Forschungszentrum Jülich and Frontiers develop world’s largest pure open access framework agreement

A successful outcome has been reached in the negotiations between Forschungszentrum Jülich and leading open access publisher Frontiers. The two partners signed a Memorandum of Understanding at Forschungszentrum Jülich for a pilot project that will enable researchers to publish in Frontiers’ journals through a simplified publishing process with university libraries managing the publication costs centrally. Forschungszentrum Jülich led the two-year negotiations on behalf of the members of the Helmholtz Association – Germany’s largest scientific organisation. Under the terms of the agreement, all German research institutions and universities have the option to participate.

The Memorandum of Understanding, signed at Forschungszentrum Jülich, is an important step towards finalizing a National Open Access Publishing Framework between Germany and Frontiers. Its objective is to make scientific research immediately free to access.

The goals of the understanding align to the strategic objectives of both the large-scale open access transformation defined by Germany’s Alliance of Science Organisations, and those of the international funders’ initiative cOAlition ScOAlition S’ objectives require that from 2021 scientific publications that result from research funded by public grants must be published in compliant open access journals. Through the Framework, over 15,000 articles by German researchers are expected to be published in Frontiers’ open access journals over the next three years.

Forschungszentrum Jülich and Frontiers aim to finalize and implement the first agreement under the Framework later this year.

Specifically, the two parties have agreed:

  • The Framework, when finalized, will be open to all member institutions of Projekt DEAL, which includes more than 700 publicly and privately funded academic and research organizations in Germany.
  • Researchers from participating institutions will be able to publish in any of Frontiers’ open access journals (currently 79), which includes more than 662 academic disciplines.
  • The publication costs (Article Processing Charges, or APCs) of eligible articles from those researchers will be covered by the respective central libraries or departments of participating institutions.
  • Articles will be published under an open license (CC-BY) allowing authors and their institutions the right to retain copyright.
  • German institutions will benefit from Frontiers’ institutional collaboration programme which provides dedicated workflows, support and transparent reporting on an institutional as well as national level.
  • The Helmholtz Centres will be the first participating institutions under the Framework and will commit to fund the publication costs, estimated to be a total of US$ 2 Million, for their scientists over the next three years.
  • As part of the pilot, a new payment mechanism will be tested with the Helmholtz Centres. It aims to simplify budget planning and administrative costs for libraries. Additionally, a transitional solution is to be found for German institutions that depend on DFG funding and are current member of Frontiers’ institutional membership programme.
  • All participating institutions will benefit from a national discount.
  • The Framework, once finalized, will be made public.

Dr.

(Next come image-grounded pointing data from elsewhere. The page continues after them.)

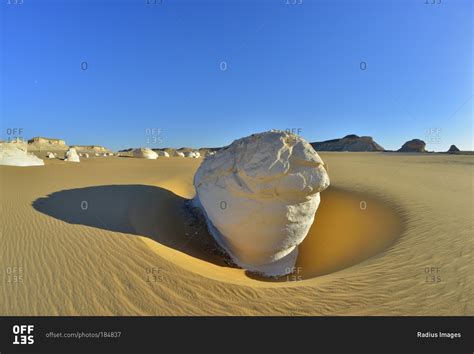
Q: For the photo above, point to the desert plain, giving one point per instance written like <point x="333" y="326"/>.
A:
<point x="117" y="236"/>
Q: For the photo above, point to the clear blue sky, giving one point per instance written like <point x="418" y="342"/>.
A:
<point x="286" y="66"/>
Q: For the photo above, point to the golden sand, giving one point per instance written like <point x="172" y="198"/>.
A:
<point x="114" y="236"/>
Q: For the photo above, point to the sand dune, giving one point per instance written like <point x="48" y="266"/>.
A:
<point x="117" y="237"/>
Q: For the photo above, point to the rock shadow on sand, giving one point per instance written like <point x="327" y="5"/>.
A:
<point x="141" y="210"/>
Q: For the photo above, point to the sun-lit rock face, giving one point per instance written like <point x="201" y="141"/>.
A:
<point x="71" y="156"/>
<point x="260" y="196"/>
<point x="144" y="153"/>
<point x="16" y="154"/>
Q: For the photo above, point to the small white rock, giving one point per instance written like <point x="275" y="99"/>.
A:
<point x="71" y="155"/>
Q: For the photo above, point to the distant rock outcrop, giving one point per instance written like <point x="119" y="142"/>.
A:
<point x="71" y="156"/>
<point x="46" y="144"/>
<point x="259" y="197"/>
<point x="348" y="143"/>
<point x="16" y="154"/>
<point x="144" y="153"/>
<point x="453" y="149"/>
<point x="414" y="145"/>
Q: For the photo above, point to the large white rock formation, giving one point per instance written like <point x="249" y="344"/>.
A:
<point x="260" y="196"/>
<point x="71" y="155"/>
<point x="16" y="154"/>
<point x="144" y="153"/>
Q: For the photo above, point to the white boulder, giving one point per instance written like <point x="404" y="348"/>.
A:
<point x="260" y="196"/>
<point x="16" y="154"/>
<point x="71" y="155"/>
<point x="144" y="153"/>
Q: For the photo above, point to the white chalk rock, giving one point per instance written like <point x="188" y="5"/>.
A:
<point x="144" y="153"/>
<point x="260" y="196"/>
<point x="71" y="155"/>
<point x="16" y="154"/>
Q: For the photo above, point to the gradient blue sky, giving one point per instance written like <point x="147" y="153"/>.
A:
<point x="288" y="66"/>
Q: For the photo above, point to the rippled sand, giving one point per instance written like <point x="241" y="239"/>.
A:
<point x="116" y="236"/>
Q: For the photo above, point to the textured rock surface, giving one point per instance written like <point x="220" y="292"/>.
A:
<point x="16" y="154"/>
<point x="71" y="155"/>
<point x="415" y="145"/>
<point x="42" y="144"/>
<point x="90" y="149"/>
<point x="260" y="196"/>
<point x="144" y="153"/>
<point x="453" y="148"/>
<point x="348" y="143"/>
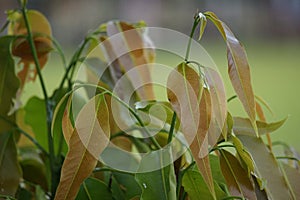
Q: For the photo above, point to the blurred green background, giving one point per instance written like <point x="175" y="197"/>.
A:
<point x="269" y="30"/>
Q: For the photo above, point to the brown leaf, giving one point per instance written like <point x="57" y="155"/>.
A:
<point x="238" y="67"/>
<point x="218" y="102"/>
<point x="132" y="51"/>
<point x="236" y="177"/>
<point x="184" y="88"/>
<point x="89" y="139"/>
<point x="267" y="170"/>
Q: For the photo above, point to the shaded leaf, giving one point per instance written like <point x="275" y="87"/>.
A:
<point x="33" y="167"/>
<point x="242" y="126"/>
<point x="158" y="184"/>
<point x="236" y="177"/>
<point x="132" y="49"/>
<point x="36" y="118"/>
<point x="267" y="170"/>
<point x="219" y="104"/>
<point x="238" y="67"/>
<point x="41" y="29"/>
<point x="92" y="189"/>
<point x="10" y="171"/>
<point x="90" y="137"/>
<point x="293" y="179"/>
<point x="196" y="187"/>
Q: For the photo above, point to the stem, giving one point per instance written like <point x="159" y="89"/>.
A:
<point x="220" y="147"/>
<point x="48" y="104"/>
<point x="231" y="98"/>
<point x="171" y="132"/>
<point x="196" y="22"/>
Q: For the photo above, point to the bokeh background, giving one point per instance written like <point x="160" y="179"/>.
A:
<point x="269" y="30"/>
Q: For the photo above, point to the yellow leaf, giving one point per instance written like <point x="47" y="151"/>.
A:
<point x="89" y="139"/>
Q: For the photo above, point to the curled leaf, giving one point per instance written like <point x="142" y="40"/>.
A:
<point x="238" y="67"/>
<point x="89" y="139"/>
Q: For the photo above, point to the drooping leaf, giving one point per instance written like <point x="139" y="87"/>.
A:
<point x="90" y="137"/>
<point x="184" y="89"/>
<point x="199" y="146"/>
<point x="197" y="189"/>
<point x="158" y="184"/>
<point x="219" y="104"/>
<point x="92" y="189"/>
<point x="9" y="83"/>
<point x="236" y="177"/>
<point x="242" y="126"/>
<point x="131" y="47"/>
<point x="10" y="171"/>
<point x="36" y="118"/>
<point x="267" y="170"/>
<point x="41" y="29"/>
<point x="203" y="23"/>
<point x="238" y="67"/>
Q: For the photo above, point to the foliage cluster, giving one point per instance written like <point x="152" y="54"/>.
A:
<point x="48" y="151"/>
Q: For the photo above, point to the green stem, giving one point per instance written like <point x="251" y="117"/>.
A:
<point x="220" y="147"/>
<point x="27" y="135"/>
<point x="171" y="132"/>
<point x="231" y="98"/>
<point x="54" y="173"/>
<point x="196" y="22"/>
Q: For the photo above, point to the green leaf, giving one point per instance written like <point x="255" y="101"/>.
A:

Bernhard Mittermaier, Head of the Central Library of Forschungszentrum Jülich, said: “We are glad to be able to provide conditions for handling publication charges with a large Gold Open Access publisher that are comparable to those agreed with large subscription publishers in the DEAL contracts.”

Fred Fenter, executive editor at Frontiers, said: “We are pleased Forschungszentrum Jülich recognizes the value of collaborating with leading open access publishers and continues to lead the way to open science in Germany, and we hope that other countries follow in these footsteps.”

Frontiers’ collaboration programme for universities, research organisations and funders will provide dedicated workflows and support for university library staff, insights into open access uptake and expenditure via detailed data reports on articles published by their researcher. The Framework also offers a national discount for Germany that will benefit all participating research organizations.

Researchers will continue to have permanent (open) reading access to the full contents of Frontiers’ journals and access to Frontiers’ Open Science tools, including collaborative peer-review, article and author impact metrics, and scholarly social sharing tools such as the Loop research network.

The German Research Foundation (DFG) supports German universities by providing temporary funding for the publication costs in open access journals. Its programme aims to help universities create their own open access funds. While some universities still depend on the DFG for funding, it does not always cover the full cost of the publication. Some of these universities are current members of Frontiers’ institutional membership programme. For these current members to be able to participate in the Framework, and to ensure a smooth transition away from current limitations of the DFG funding, Forschungszentrum Jülich and Frontiers have agreed to seek, during a  national consultation round referred to below, a temporary and transitional solution to deal with this issue.

In the coming weeks, a consultation with the German universities will take place to help align processes, workflows and further details of the pilot. The pilot will initially run for three years, during which Forschungszentrum Jülich and Frontiers will continue to work together on exploring future open access models on how funding on a national/institutional level can be improved for the whole of Germany.

Germany joins other leading scientific communities, including those in AustriaNorwaySweden and the UK, all of whom have committed to open access framework agreements with Frontiers.